Little girls are definitely made of sugar and spice, as author Lauren Conrad proves in the third and final chapter of L.A. CANDY.
The drama picks up again with the season two premiere of "L.A. Candy," PopTV's most popular reality show. The show's main stars - Jane, Scarlett, Gaby, and Madison - are forced to smile for the cameras together as if they are best friends. As readers and show viewers understand, though, this is certainly not the case. Instead of trying to make the girls friends, show producer Trevor decides to use their disgust to his advantage to enhance ratings and plots.
Jane and her coworker, Hannah, are forced to work with Madison at Fiona Chen Events. After the revealing of Madison's plot to destroy Jane's image in SWEET LITTLE LIES, the last thing Jane wants is to have to cooperate with Madison. Little to Madison's knowledge, though, her past and greediness are about to catch up to her when her blackmailer's identity is discovered.
Scarlett is willing to work with PopTV and the show's producers more so than in the past books. She attends photo shoots and agrees to reunite with an old friend from high school, seeing as how her boyfriend, Liam, cannot be filmed. But is she really happy with her life choices and her decision to follow every PopTV command?
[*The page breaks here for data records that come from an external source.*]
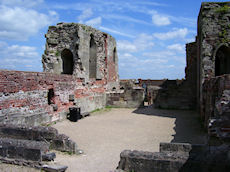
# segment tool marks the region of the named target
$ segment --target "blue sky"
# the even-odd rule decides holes
[[[121,79],[181,79],[201,2],[0,0],[0,69],[41,72],[48,26],[76,22],[116,38]]]

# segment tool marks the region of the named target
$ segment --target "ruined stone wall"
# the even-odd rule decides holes
[[[138,108],[143,106],[145,91],[135,80],[121,80],[121,90],[107,94],[106,104],[112,107]]]
[[[70,106],[79,106],[84,113],[106,104],[106,80],[1,70],[0,85],[0,121],[5,123],[49,123],[65,118]]]
[[[216,57],[221,48],[229,47],[229,2],[202,3],[198,17],[199,104],[203,102],[205,79],[215,77]]]
[[[45,37],[44,72],[72,74],[86,82],[105,79],[107,90],[119,89],[116,41],[112,36],[82,24],[59,23],[50,26]],[[66,71],[65,66],[72,71]]]
[[[115,39],[76,23],[50,26],[44,73],[0,71],[0,121],[39,125],[66,117],[71,106],[90,112],[119,90]]]
[[[186,45],[185,80],[166,80],[158,90],[155,107],[166,109],[195,109],[197,100],[197,44]]]
[[[201,116],[209,131],[221,143],[230,143],[230,75],[205,80]]]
Lastly, Gaby is always seen as "L.A. Candy's" most naïve and somewhat plain star. However, a new publicist and directions from Trevor unleash a new side of Gaby, much to the shock of her fellow co-stars.
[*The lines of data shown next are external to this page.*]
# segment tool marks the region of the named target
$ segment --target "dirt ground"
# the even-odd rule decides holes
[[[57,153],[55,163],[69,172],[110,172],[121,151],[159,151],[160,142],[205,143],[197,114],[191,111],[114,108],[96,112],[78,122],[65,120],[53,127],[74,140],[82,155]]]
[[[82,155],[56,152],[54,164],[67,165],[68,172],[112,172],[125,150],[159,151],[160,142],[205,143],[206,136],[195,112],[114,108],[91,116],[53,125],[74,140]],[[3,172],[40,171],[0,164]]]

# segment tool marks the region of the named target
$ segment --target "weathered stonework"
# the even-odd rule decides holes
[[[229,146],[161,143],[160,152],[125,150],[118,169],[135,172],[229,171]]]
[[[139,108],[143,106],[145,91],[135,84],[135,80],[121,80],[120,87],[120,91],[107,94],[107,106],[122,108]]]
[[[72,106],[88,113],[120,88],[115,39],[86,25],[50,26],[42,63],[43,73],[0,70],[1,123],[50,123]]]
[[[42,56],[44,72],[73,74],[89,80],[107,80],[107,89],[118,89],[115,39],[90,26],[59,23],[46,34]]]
As you will find out in SUGAR AND SPICE, sometimes the lack of truth behind reality television can really hurt - and help those who are involved to learn about themselves along the way. The ending of L.A. CANDY is somewhat of a letdown after the amount of drama bursting within the novels, but, at the same time, it goes to show that reality television personalities are real people when all is said and done.
I hope that Conrad continues writing, for she offers an intriguing inside glimpse at the lives of reality show participants that is often unseen in fiction.